Essay date: December 27, 2019

The Drug War is a War on Patients

my letter to Republican senators of the 116th U.S. Congress

how the drug war keeps godsend medications out of the hands of alcoholics, the depressed, and soldiers with PTSD

ear Senator:

Please end the Drug War. It is a war on patients.

I am a 61-year-old American who has been denied godsend medications for depression for the last 40 years, all because Washington legislators care more about punishing "drug users" than they care about helping those suffering from alcoholism, depression and PTSD.

When is Congress going to stop the war on drug research and the war on patients?

It is nothing less than a crime against humanity when the DEA knowingly withholds godsend medications from the American public - and lies while so doing.

Please end this war against patients today. Abolish the DEA and put its leadership on trial for causing immense and unnecessary suffering for America's patients through its anti-scientific lies about substances like MDMA and psilocybin.

And stop financially blackmailing other countries to make them follow suit with America's unscientific Drug War. Is it not bad enough that you've made it impossible for me to get help in America? Do you really have to make sure that I can't get help anywhere on the planet?

Substances are not evil, Senator. That is a drug-war superstition. They are good or bad, depending on how they are used.

Stop demonizing godsend medications just because they may be subject to occasional abuse.

Please stop denying godsend medication to millions merely because a few thousand may abuse them.

Get rid of the fascist DEA - the jackbooted thugs that stomped onto Monticello and stole Thomas Jefferson's poppies -- and let scientists study any substance that they please without government interference - that is, if you really want to live in a free country.

Meanwhile, just remember that "getting tough" means getting tough on patients. We are the ones who suffer so that conservative Republicans can get their demagogue soundbites.

Psychiatric godsend medications include: MDMA, ayahuasca, psilocybin, and ibogaine. Please tell the DEA to back off and let science, not politics, determine these drugs' availability to patients.

Instead, the DEA does everything they can to hinder research and to keep these drugs unavailable to suffering Americans, including tens of thousands of soldiers who have fought for freedom overseas.
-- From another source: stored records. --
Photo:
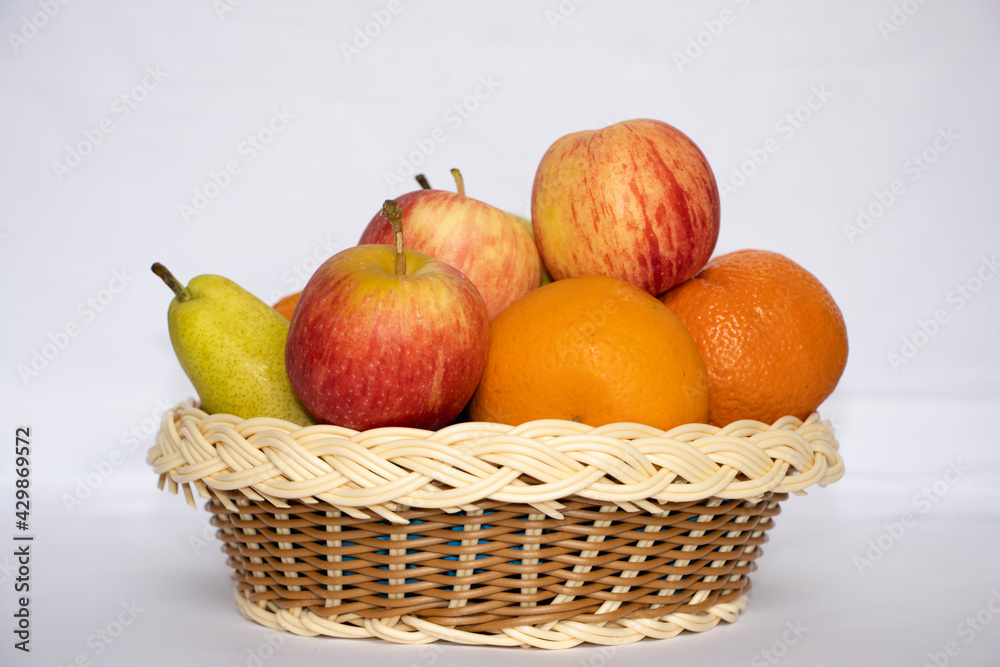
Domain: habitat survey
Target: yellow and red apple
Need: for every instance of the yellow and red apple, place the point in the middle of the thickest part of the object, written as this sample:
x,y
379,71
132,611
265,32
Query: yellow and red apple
x,y
490,246
636,200
383,336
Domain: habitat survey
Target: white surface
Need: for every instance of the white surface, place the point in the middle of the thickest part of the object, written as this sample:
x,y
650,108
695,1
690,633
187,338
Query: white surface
x,y
885,98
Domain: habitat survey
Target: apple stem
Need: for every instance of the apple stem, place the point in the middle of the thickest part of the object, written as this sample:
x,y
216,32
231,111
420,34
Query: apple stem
x,y
182,293
394,214
459,181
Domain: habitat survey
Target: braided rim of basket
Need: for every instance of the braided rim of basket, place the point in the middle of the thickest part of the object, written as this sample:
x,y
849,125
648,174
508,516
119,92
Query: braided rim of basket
x,y
537,463
560,635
MDMA was working wonders - but the DEA decided to criminalize it in 1985, AGAINST the advice of its own judge. Why? The DEA has a conflict of interest: their jobs depend on drugs being illegal. It's an outrage that such an agency protects its jobs by keeping godsend medication from the American people.

The DEA is anti-American and anti-soldier. Please tell it to cease ruining the lives of America's patients.

NOTES I sent the above e-mail to Republican Senators, under the assumption that much of the Drug War demagoguery comes from that quarter. It was written in anger and may thus be a trifled disjointed. My principal point, however, is clear: namely, that the Drug War is anti-patient, insofar as it criminalizes substances without regard for the millions of patients who are thereby denied godsend medication. This is because the Republicans like to appear "tough on drugs" by locking up minorities -- and if that means they have to totally ignore the valid interests of millions of alcoholics, depressives, and soldiers with PTSD, then so be it.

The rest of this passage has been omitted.